15november025

Wenn ich Zeitung lese, Radio höre oder im Cafe darauf achte, was die Leute sagen, empfinde ich immer öfter Überdruss, ja Ekel ob der immer gleichen Worte, die geschrieben und gesprochen werden, ob der immer gleichen Wendungen, Floskeln und Metaphern. Und am schlimmsten ist es, wenn ich mir selber zuhöre und feststellen muss, dass auch ich die ewig gleichen Dinge sage. Sie sind so schrecklich verbraucht und verwohnt, diese Worte, abgenutzt von millionenfacher Verwendung. Haben sie überhaupt noch eine Bedeutung?
Natürlich, der Austausch der Wörter funktioniert, die Leute handeln danach, sie lachen und weinen, sie gehen nach links oder rechts, der Kellner bringt den Kaffee oder Tee. Doch das ist es nicht, was ich fragen will. Die Frage ist: Sind sie noch Ausdruck von Gedanken?

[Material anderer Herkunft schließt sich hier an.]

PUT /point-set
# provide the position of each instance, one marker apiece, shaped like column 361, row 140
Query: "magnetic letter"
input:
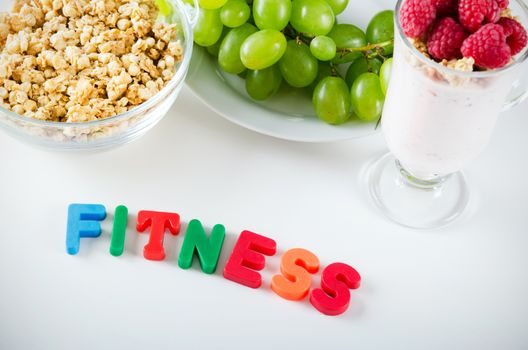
column 296, row 266
column 207, row 249
column 334, row 297
column 245, row 258
column 158, row 222
column 83, row 222
column 117, row 243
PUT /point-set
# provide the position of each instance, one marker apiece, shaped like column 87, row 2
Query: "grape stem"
column 370, row 48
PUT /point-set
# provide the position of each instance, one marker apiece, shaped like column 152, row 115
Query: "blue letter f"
column 82, row 222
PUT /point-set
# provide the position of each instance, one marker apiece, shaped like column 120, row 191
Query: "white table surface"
column 461, row 287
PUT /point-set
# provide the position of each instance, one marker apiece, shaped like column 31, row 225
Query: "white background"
column 461, row 287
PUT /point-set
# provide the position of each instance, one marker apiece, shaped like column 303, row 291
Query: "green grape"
column 271, row 14
column 323, row 70
column 235, row 13
column 208, row 27
column 264, row 83
column 331, row 100
column 298, row 66
column 215, row 48
column 347, row 36
column 367, row 97
column 229, row 54
column 337, row 6
column 385, row 74
column 263, row 49
column 360, row 66
column 381, row 29
column 211, row 4
column 323, row 48
column 312, row 17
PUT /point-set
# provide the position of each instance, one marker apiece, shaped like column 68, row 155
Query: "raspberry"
column 417, row 16
column 446, row 39
column 445, row 7
column 473, row 13
column 488, row 47
column 516, row 36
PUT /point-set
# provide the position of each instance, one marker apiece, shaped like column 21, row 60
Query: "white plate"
column 288, row 115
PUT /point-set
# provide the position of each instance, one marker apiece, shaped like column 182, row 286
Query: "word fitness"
column 247, row 257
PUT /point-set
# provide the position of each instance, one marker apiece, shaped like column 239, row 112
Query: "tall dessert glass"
column 435, row 120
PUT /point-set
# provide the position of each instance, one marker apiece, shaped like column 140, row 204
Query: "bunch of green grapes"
column 299, row 42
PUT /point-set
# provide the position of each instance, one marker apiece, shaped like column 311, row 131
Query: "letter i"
column 117, row 243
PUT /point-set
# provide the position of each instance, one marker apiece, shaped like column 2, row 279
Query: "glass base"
column 415, row 203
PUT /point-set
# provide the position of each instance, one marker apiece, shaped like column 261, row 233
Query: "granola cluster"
column 82, row 60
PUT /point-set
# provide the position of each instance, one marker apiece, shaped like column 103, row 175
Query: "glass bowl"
column 122, row 128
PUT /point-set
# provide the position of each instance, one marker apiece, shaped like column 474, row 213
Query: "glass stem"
column 433, row 183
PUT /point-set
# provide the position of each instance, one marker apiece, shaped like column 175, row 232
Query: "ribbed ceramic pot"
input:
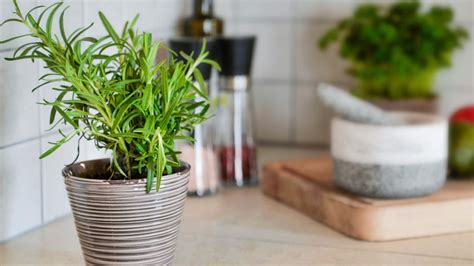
column 399, row 161
column 117, row 222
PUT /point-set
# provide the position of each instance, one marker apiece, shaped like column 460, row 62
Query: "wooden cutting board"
column 306, row 185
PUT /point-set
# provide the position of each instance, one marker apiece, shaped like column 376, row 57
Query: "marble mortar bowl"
column 398, row 161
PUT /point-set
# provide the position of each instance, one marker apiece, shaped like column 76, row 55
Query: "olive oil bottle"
column 203, row 23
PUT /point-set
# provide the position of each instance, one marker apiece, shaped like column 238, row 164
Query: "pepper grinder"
column 204, row 175
column 235, row 117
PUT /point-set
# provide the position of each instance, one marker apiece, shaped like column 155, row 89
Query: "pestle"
column 354, row 109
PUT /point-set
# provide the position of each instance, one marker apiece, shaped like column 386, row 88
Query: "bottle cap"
column 190, row 45
column 236, row 54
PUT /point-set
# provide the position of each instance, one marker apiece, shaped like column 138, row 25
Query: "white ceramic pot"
column 391, row 161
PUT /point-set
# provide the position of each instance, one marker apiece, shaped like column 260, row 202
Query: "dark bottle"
column 203, row 23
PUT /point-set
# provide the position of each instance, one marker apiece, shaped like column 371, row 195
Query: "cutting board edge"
column 367, row 216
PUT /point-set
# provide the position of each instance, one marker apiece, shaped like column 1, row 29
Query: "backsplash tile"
column 20, row 196
column 272, row 111
column 12, row 29
column 323, row 10
column 460, row 73
column 19, row 112
column 112, row 9
column 313, row 64
column 263, row 9
column 312, row 118
column 287, row 68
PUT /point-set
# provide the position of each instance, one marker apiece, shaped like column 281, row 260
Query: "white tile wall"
column 287, row 69
column 55, row 202
column 312, row 118
column 18, row 110
column 21, row 189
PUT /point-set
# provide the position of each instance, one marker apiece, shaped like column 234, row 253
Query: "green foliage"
column 112, row 91
column 395, row 52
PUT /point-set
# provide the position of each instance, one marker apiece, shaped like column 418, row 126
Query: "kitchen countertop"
column 242, row 226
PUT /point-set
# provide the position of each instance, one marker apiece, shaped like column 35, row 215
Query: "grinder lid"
column 236, row 54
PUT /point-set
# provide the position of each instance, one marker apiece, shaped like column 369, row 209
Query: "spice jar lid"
column 236, row 54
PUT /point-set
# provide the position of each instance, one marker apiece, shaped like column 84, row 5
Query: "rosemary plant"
column 112, row 91
column 395, row 52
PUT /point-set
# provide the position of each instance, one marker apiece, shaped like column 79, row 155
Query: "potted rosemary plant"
column 396, row 52
column 127, row 209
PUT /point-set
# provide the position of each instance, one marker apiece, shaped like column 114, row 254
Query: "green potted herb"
column 395, row 52
column 111, row 91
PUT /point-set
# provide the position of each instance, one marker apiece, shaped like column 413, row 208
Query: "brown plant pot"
column 429, row 106
column 117, row 222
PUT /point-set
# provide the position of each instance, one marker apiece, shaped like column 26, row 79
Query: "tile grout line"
column 293, row 82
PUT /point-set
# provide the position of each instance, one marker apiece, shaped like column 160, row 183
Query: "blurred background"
column 288, row 66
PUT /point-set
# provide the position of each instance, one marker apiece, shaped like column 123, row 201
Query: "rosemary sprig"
column 112, row 91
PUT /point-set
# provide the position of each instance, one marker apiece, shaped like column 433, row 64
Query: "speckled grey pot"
column 117, row 222
column 391, row 161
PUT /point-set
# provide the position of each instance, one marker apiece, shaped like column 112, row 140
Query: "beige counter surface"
column 242, row 226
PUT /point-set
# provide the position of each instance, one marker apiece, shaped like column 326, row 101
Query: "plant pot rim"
column 415, row 119
column 430, row 98
column 102, row 165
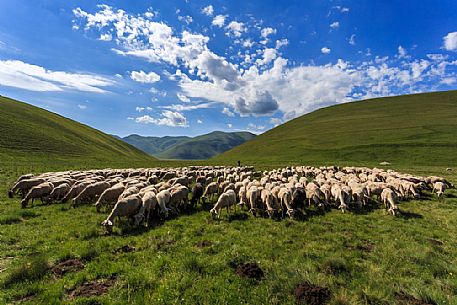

Oder nur wirkungsvolle Lautgebilde, welche die Menschen dahin und dorthin treiben, weil die eingravierten Spuren des Geplappers unablässig aufleuchten?
Es kommt vor, dass ich dann an den Strand gehe und den Kopf weit hinaus in den Wind halte, den ich mir eisig wünschen würde, kälter, als wir ihn hierzulande kennen: Er möge all die abgegriffenen Worte, all die faden Sprechgewohnheiten aus mir hinaus blasen, so dass ich zurückkommen könnte mit gereinigtem Geist, gereinigt von der Schlacke des immer gleichen Geredes.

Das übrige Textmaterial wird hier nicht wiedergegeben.